# Dissecting Data: CO2

Temperature isn’t the only thing about the Earth that’s changing, right before our eyes, so of course we’ll look at lots of graphs of lots of data about Earth’s changes. But because we want to get scientific about it, we’ll do more than just look at graphs. We’ll take the data and pick it apart, try to understand what it’s made of and what it’s telling us. We’ll pick up a scalpel and slice into it, dissect it, looking for the information that’s there in the most succinct and compact possible form.

And we’ll start in early 1958. That’s when Charles Keeling begin measuring how much CO2 is in the air on a regular basis, monitoring it continuously. Thanks to his efforts, we have a record of atmospheric CO2 from then until now with just a few gaps, from the Mauna Loa Atmospheric Observatory in Hawaii.

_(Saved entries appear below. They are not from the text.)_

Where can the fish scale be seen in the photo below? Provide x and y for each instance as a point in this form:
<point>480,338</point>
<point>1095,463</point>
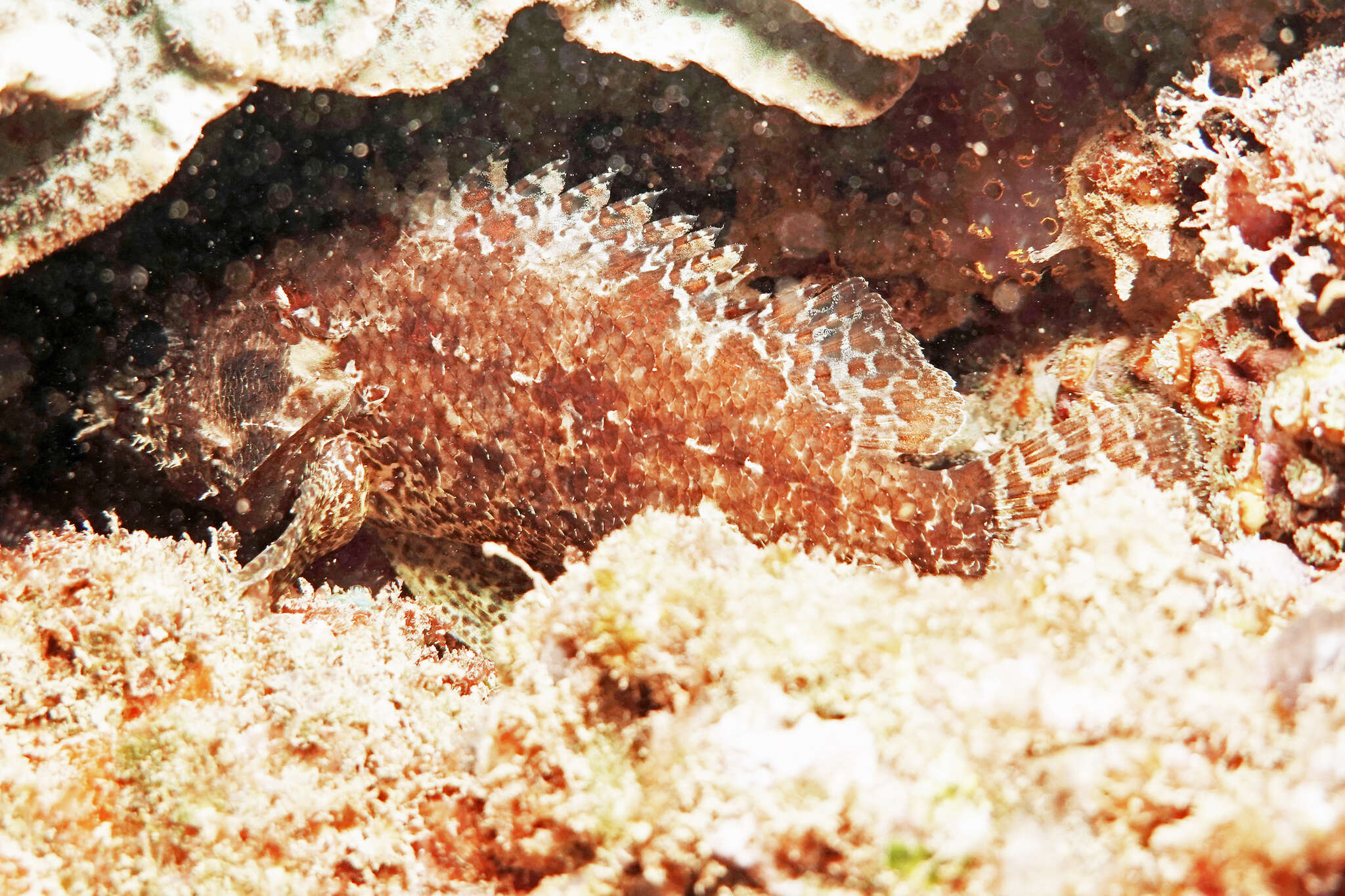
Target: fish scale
<point>535,366</point>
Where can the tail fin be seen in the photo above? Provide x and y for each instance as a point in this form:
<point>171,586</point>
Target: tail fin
<point>1142,436</point>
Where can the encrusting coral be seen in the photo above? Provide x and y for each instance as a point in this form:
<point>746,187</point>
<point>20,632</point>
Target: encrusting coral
<point>151,74</point>
<point>682,712</point>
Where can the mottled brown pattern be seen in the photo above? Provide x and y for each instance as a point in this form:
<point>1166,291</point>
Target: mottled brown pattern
<point>535,366</point>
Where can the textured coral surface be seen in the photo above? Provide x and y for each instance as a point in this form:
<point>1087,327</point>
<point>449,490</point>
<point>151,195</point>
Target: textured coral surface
<point>1111,708</point>
<point>1137,698</point>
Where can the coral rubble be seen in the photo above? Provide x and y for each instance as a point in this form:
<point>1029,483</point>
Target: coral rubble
<point>152,74</point>
<point>684,712</point>
<point>1273,222</point>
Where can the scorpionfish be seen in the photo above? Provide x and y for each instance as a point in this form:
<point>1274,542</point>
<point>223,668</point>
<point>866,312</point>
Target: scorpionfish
<point>533,366</point>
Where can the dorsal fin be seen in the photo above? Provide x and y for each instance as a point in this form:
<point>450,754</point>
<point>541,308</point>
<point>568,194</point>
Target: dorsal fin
<point>839,347</point>
<point>848,352</point>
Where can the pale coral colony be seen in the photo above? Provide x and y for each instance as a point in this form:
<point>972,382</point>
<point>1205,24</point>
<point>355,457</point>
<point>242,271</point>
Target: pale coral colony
<point>1074,207</point>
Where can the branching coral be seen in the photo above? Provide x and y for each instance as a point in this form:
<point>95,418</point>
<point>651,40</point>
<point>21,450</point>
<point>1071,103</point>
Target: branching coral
<point>152,74</point>
<point>1274,218</point>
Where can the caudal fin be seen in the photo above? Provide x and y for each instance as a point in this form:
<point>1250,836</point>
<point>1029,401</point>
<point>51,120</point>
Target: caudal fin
<point>1142,436</point>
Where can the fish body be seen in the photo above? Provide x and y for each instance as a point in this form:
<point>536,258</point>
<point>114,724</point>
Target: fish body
<point>533,366</point>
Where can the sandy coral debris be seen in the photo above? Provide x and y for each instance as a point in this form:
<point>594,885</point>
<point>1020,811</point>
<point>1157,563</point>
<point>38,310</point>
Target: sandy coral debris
<point>686,711</point>
<point>158,733</point>
<point>1119,200</point>
<point>722,714</point>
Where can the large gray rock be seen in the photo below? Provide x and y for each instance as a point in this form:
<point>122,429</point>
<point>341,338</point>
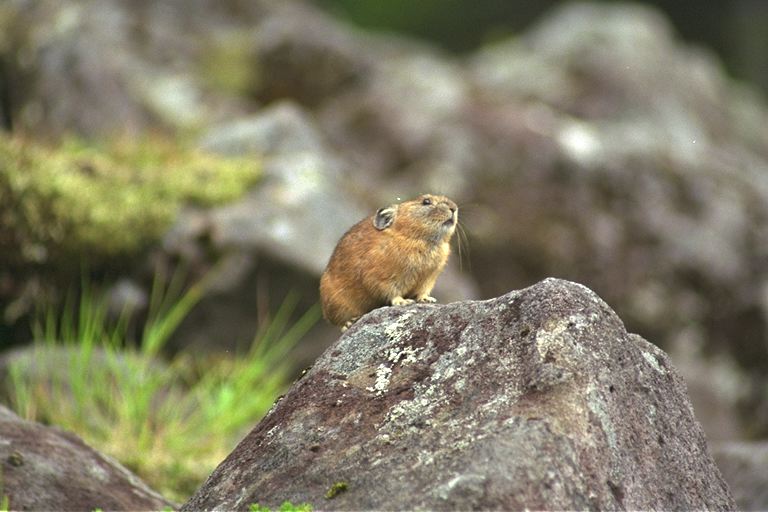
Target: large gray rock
<point>538,399</point>
<point>45,468</point>
<point>616,156</point>
<point>744,467</point>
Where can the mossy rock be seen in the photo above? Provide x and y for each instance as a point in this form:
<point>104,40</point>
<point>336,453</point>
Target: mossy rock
<point>113,200</point>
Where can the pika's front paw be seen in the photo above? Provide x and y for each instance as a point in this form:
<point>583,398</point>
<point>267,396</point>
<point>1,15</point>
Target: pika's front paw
<point>349,323</point>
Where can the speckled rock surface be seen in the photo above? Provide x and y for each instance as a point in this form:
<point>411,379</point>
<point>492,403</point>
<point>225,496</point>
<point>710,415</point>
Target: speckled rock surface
<point>45,468</point>
<point>744,466</point>
<point>538,399</point>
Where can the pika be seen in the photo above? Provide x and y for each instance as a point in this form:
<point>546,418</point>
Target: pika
<point>390,258</point>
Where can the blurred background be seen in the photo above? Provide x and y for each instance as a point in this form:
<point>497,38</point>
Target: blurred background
<point>181,170</point>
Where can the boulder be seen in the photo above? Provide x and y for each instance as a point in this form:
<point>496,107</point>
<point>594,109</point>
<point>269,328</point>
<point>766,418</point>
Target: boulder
<point>45,468</point>
<point>538,399</point>
<point>744,468</point>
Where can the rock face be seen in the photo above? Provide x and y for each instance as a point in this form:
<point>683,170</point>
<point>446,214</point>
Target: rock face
<point>48,469</point>
<point>538,399</point>
<point>744,466</point>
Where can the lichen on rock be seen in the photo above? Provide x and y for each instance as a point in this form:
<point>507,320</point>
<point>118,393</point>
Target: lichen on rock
<point>538,399</point>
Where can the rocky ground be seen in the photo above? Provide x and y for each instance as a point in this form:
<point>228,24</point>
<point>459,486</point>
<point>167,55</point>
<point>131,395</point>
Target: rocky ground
<point>595,146</point>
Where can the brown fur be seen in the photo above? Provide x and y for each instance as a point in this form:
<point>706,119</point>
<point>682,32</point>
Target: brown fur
<point>393,265</point>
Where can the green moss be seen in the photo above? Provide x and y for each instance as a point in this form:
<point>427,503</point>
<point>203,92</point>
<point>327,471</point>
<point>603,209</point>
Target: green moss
<point>227,63</point>
<point>336,489</point>
<point>104,201</point>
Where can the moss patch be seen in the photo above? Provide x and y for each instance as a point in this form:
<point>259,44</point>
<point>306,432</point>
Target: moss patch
<point>336,489</point>
<point>104,201</point>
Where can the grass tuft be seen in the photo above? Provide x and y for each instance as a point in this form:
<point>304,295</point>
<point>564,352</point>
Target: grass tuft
<point>171,422</point>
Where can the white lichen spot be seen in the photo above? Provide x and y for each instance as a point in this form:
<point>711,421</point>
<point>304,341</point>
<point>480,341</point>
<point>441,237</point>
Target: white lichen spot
<point>597,406</point>
<point>396,330</point>
<point>654,362</point>
<point>580,142</point>
<point>381,383</point>
<point>406,355</point>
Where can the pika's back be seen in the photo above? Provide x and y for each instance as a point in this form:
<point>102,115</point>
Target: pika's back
<point>392,257</point>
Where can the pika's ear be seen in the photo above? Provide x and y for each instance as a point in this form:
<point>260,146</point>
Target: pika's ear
<point>384,217</point>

CO2 is measured in parts per million by volume (ppmv), sometime just called parts per million (ppm). If you plucked a million molecules out of the air at random, it’s the number of them you’d expect to be CO2. The current CO2 concentration is 408 ppm, but it changes from day to day, month to month, year to year. The data we’ll focus on is Mauna Loa’s monthly average CO2 concentration (in ppm) for each month from March 1958 through January 2018, albeit with a few months missing. And here it is:

It’s pretty clear just by looking, that overall, CO2 concentration is going up. I often remind people that “looks like” is not valid statistical evidence, that visual inspection of a graph can give you great ideas but also false impressions and should be regarded with caution. But in this case, go with your gut. It’s going up.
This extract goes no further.